In a strong and unequivocal intervention, the Supreme Court of India on May 4 came down heavily on courts in Odisha for imposing bail conditions that required accused persons—many of them from Dalit and Adivasi communities—to clean police stations and other public spaces as a condition for release. Taking suo-moto cognisance of the issue, a Bench comprising Chief Justice of India Surya Kant and Justice Joymalya Bagchi termed such directions “obnoxious”, “degrading”, and reflective of a “colonial mindset”, declaring them ex facie violative of human rights and fundamentally incompatible with the principles of criminal justice. The Court went on to declare these bail conditions “null and void” and issued a categorical direction restraining courts across the country from imposing such conditions in the future.
Expressing deep concern over the implications of such orders, the Court underscored that they strike at the dignity of the accused and proceed on an impermissible assumption of guilt at the pre-trial stage. It further warned that such “caste-coloured and oppressive” conditions have the potential to generate serious social friction and risk bringing disrepute to the judiciary.
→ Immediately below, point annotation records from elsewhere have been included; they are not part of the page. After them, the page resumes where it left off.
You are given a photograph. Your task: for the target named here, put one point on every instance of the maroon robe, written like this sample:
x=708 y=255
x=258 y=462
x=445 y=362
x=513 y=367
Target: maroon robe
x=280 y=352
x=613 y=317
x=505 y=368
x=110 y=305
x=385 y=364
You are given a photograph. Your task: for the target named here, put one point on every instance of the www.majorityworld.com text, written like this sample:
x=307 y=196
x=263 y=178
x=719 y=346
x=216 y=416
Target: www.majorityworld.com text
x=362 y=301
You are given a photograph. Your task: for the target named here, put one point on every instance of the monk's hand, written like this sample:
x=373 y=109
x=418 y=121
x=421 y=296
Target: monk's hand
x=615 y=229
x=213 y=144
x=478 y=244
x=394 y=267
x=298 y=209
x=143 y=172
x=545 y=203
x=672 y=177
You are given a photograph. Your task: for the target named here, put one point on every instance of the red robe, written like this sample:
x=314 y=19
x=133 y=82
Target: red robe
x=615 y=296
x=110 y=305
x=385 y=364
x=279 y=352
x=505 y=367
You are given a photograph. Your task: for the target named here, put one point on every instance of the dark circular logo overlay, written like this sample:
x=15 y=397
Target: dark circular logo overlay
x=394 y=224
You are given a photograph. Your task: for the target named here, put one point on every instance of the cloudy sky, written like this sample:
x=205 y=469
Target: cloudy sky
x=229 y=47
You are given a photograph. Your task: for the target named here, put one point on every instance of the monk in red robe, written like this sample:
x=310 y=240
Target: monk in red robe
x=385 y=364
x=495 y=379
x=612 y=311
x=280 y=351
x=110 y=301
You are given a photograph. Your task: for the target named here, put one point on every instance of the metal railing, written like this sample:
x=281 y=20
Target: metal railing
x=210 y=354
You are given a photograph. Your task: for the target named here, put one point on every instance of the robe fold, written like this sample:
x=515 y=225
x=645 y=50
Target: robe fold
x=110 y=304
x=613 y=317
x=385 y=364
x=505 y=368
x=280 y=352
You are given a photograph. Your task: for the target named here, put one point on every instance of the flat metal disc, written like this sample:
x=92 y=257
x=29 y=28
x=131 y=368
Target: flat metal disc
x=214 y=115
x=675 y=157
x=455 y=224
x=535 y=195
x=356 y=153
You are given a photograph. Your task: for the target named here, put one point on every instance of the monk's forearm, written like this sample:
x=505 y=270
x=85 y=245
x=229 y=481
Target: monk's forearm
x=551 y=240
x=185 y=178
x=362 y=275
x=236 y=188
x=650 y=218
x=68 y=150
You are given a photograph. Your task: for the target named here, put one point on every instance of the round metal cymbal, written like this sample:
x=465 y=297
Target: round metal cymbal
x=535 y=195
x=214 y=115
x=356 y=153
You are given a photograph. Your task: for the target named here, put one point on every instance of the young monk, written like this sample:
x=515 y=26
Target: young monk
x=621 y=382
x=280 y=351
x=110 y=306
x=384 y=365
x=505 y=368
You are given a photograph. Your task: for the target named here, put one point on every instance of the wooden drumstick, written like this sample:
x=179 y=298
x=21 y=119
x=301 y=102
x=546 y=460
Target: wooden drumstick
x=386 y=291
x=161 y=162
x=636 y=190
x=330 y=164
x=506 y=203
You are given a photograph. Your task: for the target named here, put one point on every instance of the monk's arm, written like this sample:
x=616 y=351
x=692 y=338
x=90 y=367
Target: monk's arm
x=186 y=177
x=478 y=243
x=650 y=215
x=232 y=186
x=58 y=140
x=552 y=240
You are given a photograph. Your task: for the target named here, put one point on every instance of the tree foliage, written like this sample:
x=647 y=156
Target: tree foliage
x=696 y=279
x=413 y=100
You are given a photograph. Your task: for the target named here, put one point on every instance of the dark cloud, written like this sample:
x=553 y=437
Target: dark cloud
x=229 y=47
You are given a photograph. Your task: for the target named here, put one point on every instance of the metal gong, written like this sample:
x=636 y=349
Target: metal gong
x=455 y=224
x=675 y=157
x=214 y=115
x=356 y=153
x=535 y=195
Notably, the Court acknowledged that the pattern emerging from the cases gave rise to a perception of caste bias, observing that there appeared to be substance in reports suggesting that such conditions were disproportionately imposed on individuals from marginalised communities. Invoking the constitutional vision of a casteless society, the Bench referred to Articles 14, 16, and 17, reminding courts of their duty to safeguard equality and dignity, especially for the most vulnerable.
The suo motu proceedings were triggered by a detailed media reports published over the past weeks by Article 14, which brought to light a troubling pattern in bail jurisprudence emerging from Odisha. While early reports identified at least eight cases between May 2025 and January 2026 where courts, particularly in Rayagada district, had imposed cleaning duties as bail conditions, further investigation revealed that the practice was far more widespread. According to Bar & Bench, a single judge of the Orissa High Court had passed at least 50 such orders between April and September 2025, directing accused persons in a wide range of cases to undertake cleaning work at police stations, hospitals, temples, roads, and other public spaces for fixed durations.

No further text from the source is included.